As we first reported in January, more than 250 homeowners at the time sought authorization to install emergency rip rap to protect their property against record-high water levels.

As water levels on Lake Michigan and the bay continue to set all-time record highs with each month that passes, anxiety along the shoreline is rising too.

"Banks are washing out. Their trees are looking like they're going to fall or they're already tipping in. They want to save the old mature trees. Maybe the erosion is getting to the point where they think they may lose a structure or it's getting close to something, they're just not comfortable with what could happen next," says Crystal von Holdt, DNR Water Management Specialist.

And every time the wind blows hard, von Holdt is fielding calls and explaining to property owners how they can fill out a one-page emergency permit application form, and begin work immediately to shore up their shoreline.

"Every storm event brings a new group of people contacting me. Some people are still trying to wait it out, if there aren't structures at imminent risk I offer the option for people to consider maybe wait and see what happens, you might not have to spend all of that time and money," says von Holdt.

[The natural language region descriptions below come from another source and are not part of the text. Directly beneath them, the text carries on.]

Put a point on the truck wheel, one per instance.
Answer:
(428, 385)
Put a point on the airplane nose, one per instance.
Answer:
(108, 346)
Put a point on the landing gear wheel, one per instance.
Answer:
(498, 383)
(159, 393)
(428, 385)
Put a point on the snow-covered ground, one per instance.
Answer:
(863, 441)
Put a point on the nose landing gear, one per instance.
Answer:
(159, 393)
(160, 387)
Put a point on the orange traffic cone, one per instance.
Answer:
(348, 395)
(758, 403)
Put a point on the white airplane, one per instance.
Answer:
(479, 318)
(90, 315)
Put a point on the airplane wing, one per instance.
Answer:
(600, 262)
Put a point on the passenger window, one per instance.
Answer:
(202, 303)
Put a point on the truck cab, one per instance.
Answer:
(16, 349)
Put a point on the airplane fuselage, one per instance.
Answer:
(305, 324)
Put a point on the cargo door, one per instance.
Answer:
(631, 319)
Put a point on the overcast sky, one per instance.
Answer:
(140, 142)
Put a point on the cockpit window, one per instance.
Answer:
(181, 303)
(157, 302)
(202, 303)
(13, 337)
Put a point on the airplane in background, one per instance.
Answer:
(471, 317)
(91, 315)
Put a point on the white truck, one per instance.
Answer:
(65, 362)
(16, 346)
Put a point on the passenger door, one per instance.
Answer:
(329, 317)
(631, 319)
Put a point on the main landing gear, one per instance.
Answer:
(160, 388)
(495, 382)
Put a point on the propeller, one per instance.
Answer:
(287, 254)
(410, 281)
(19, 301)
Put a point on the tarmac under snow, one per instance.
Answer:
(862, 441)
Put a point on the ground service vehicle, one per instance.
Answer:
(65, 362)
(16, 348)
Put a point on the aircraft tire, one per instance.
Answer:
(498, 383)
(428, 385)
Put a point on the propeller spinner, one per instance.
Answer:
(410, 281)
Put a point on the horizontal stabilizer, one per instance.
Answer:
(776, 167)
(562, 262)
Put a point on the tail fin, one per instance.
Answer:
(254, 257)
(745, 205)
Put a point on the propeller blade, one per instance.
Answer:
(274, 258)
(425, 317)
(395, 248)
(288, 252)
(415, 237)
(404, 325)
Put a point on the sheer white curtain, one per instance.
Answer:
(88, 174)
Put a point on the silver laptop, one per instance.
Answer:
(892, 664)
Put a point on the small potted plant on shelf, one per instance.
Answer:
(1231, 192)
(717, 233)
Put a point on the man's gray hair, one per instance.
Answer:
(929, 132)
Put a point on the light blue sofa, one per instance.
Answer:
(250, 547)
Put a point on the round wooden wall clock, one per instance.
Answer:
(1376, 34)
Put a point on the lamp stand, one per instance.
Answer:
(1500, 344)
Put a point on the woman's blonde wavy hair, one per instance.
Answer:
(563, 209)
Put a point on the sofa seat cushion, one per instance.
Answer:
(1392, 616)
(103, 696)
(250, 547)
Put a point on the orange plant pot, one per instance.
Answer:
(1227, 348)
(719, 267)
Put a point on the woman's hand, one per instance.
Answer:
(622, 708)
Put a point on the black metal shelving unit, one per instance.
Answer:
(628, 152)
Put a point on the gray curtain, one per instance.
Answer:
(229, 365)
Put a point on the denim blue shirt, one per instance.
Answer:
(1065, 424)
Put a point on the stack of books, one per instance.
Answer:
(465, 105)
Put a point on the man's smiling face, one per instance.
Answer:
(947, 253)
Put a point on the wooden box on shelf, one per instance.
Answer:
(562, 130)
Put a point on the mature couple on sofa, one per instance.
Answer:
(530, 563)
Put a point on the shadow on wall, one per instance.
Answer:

Through at least the end of the year, von Holdt says she expects her phone to continue ringing.

And on a historical note, she points out there's a big difference from the time when the previous high water marks were set.

"The high water from the mid-80's was also quite high, but from what I gathered from people, they had fewer storms in the mid-80's, and we're seeing a lot more storm events, so we're feeling way more damage and flooding and risk for shorelines washing away and structures being damaged," says von Holdt.